Wednesday, November 11, 2009

Faith And Filth In Fiction

The Lord keeps working in mysterious ways, meaning that despite my review of Shelley Shepard Gray’s Christian-inspirational novel ‘Hidden’ last year, Avon Inspire, an imprint of Harper Collins, continues to dubiously honour me with its publications. The latest two arrivals are by Lori Copeland, who in 1995 “sensed that God was calling her to use her gift of writing to honour Him”. This is how I came to own a promotional copy of ‘Twice Loved’, whose front cover posits the question: Will Willow sacrifice her future security for a chance at true love?

In ‘Hidden’, I did indeed find much that was hidden – namely, sex, dressed up as inspirational fiction. I opened a random page of ‘Twice Loved’ (page 119, for those of you who want to jump to the saucy bits) and discovered much the same. “I believe the Gray boys sing well enough, the judge said. But when the new organ arrives, the service will improve enormously.” I say! And further down the same page, a character called Silas announces, “Best beef I’ve had in months.” Uncle Wallace responds, “Wait until you taste the fudge cake.” You can feel the homo-sensuality oozing off the page as these nineteenth century ‘gentlemen’ discuss supposedly mundane matters.

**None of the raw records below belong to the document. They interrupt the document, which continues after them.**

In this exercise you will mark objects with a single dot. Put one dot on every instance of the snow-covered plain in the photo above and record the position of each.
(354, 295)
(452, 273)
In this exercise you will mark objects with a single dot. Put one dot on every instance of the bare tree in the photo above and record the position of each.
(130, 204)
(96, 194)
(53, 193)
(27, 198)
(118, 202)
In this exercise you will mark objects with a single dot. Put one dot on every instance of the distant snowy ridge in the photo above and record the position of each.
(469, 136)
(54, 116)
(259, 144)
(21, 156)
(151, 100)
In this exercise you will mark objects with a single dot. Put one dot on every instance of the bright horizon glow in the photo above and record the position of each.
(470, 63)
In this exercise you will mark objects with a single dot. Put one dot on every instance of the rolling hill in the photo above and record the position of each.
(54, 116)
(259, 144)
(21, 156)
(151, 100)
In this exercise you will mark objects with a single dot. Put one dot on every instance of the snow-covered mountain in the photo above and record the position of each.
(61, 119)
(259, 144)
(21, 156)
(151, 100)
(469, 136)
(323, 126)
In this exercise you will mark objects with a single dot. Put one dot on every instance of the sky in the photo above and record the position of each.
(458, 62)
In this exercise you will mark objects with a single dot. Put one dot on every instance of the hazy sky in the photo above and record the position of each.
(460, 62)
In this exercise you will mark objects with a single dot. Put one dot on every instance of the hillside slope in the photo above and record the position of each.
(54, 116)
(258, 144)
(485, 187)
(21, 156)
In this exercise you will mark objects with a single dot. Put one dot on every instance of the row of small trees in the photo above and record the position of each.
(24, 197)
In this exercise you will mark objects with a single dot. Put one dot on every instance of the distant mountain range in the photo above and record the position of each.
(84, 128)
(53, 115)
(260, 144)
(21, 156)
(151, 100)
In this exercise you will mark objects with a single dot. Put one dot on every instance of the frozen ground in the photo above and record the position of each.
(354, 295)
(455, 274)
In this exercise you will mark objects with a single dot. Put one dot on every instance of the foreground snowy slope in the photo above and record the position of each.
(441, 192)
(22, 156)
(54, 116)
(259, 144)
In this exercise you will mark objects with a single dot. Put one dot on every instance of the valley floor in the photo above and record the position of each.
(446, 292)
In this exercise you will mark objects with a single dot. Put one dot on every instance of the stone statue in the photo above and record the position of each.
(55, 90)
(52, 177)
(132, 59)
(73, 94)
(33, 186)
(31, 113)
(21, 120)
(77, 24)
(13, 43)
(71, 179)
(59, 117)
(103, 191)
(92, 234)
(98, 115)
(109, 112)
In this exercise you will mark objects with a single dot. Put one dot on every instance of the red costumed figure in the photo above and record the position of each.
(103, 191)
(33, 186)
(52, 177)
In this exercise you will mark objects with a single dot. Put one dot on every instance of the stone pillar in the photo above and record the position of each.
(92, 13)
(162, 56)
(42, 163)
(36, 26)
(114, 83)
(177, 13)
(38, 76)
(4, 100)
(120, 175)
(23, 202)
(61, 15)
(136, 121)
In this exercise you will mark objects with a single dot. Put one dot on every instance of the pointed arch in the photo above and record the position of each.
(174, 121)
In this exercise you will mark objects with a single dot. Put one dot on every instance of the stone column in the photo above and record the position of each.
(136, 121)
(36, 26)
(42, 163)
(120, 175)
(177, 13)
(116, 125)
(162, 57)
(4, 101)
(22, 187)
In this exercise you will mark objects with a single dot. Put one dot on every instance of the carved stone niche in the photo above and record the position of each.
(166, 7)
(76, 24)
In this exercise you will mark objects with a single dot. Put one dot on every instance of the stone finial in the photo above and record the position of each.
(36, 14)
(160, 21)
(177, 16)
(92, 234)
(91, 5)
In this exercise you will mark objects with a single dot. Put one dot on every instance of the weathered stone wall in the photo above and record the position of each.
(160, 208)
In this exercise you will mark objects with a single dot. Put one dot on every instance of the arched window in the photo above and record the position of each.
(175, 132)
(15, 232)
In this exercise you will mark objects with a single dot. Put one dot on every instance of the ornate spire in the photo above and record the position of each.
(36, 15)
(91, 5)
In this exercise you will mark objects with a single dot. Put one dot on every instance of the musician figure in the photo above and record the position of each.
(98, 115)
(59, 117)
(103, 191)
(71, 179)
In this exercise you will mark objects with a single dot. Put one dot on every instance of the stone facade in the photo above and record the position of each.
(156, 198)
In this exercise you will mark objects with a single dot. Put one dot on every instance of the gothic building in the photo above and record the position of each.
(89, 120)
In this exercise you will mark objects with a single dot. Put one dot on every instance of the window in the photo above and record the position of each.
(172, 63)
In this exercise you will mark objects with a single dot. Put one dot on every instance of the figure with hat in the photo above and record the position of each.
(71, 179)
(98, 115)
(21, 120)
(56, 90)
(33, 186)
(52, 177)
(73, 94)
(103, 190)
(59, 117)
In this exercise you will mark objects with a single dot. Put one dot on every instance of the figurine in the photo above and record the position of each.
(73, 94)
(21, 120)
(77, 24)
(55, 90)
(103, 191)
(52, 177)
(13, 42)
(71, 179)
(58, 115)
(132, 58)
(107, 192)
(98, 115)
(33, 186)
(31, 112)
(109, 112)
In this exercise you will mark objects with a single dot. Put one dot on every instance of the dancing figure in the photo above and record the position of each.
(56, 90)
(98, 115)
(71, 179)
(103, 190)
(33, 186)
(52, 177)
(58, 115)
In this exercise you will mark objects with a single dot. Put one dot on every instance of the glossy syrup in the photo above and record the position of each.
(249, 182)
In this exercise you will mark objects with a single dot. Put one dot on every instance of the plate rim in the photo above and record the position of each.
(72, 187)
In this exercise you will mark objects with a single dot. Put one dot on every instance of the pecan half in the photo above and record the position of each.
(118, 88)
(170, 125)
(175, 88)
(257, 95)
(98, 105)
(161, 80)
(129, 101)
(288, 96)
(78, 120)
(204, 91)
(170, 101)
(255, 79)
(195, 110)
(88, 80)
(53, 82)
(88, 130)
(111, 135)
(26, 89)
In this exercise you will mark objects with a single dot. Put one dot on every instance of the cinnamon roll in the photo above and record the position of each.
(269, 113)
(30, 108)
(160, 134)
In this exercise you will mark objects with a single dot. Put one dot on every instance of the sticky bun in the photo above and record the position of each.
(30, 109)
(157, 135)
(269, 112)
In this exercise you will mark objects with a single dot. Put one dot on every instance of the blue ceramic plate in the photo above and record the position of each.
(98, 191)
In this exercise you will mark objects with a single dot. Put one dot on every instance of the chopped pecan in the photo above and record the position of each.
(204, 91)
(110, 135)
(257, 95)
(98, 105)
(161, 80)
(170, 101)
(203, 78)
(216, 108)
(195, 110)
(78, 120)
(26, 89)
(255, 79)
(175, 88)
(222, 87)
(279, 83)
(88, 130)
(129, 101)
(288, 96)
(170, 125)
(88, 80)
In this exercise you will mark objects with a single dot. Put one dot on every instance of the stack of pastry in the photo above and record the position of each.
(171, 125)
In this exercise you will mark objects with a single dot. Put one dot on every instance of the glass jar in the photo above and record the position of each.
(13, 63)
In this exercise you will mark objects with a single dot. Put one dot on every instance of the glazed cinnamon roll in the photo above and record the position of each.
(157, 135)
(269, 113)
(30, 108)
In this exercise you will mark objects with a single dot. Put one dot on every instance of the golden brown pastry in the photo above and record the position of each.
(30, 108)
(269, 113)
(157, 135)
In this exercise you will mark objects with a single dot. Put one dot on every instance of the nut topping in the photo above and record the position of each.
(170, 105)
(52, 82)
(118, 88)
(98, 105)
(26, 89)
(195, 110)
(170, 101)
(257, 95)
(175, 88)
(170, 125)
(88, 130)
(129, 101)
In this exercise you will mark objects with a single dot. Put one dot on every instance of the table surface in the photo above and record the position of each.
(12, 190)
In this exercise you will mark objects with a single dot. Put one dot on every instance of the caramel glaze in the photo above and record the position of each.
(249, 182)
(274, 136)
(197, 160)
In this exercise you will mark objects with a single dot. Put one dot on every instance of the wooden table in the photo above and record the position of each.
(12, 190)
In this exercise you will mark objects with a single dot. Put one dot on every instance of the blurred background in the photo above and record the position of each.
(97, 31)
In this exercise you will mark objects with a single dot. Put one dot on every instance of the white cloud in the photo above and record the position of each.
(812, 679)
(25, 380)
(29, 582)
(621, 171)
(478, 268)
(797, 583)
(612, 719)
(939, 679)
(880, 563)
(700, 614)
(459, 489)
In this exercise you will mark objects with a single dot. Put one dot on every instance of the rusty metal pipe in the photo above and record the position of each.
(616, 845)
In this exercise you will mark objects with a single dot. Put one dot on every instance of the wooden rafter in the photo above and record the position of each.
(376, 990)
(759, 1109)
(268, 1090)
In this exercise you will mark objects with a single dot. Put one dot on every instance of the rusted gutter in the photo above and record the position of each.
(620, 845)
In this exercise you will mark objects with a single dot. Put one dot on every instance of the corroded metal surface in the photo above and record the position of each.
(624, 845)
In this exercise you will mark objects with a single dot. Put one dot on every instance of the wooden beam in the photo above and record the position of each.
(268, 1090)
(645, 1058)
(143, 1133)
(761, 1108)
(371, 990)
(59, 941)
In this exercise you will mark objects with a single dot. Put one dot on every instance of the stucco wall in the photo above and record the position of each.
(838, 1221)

Thinly veiled eroticism aside, let’s cut to the plot. The Civil War’s just finished, and Silas, the bloke who likes a portion of good beef, is beyond middle age, well off, and wooing Willow, the new 19-year-old school teacher at Thunder Ridge, Texas, who’s rolled into town after being advised of his availability, accidentally setting fire to the town saw mill on the day of her arrival. (It happens. And according to the narrative, the fire would “later be compared to the Second Coming” – how much later I’m not sure, given that according to a quick search on Google News, the Second Coming still hasn’t come).

So anyway, Willow thinks that hooking up with beefy Silas would be okay, because she’d have no money worries, and her mates Copper and Audrey, who’ve come along too, would be provided for. End of story, materially happy ever after. But wait, inspirational fiction fans, there’s another character who’s not middle-aged and wealthy, he’s young and dashing and called Tucker (yes, he really is). He owns the saw mill that the heroine reduced to ashes, and he makes Willow weep with his “impossibly good looks and headstrong manner”.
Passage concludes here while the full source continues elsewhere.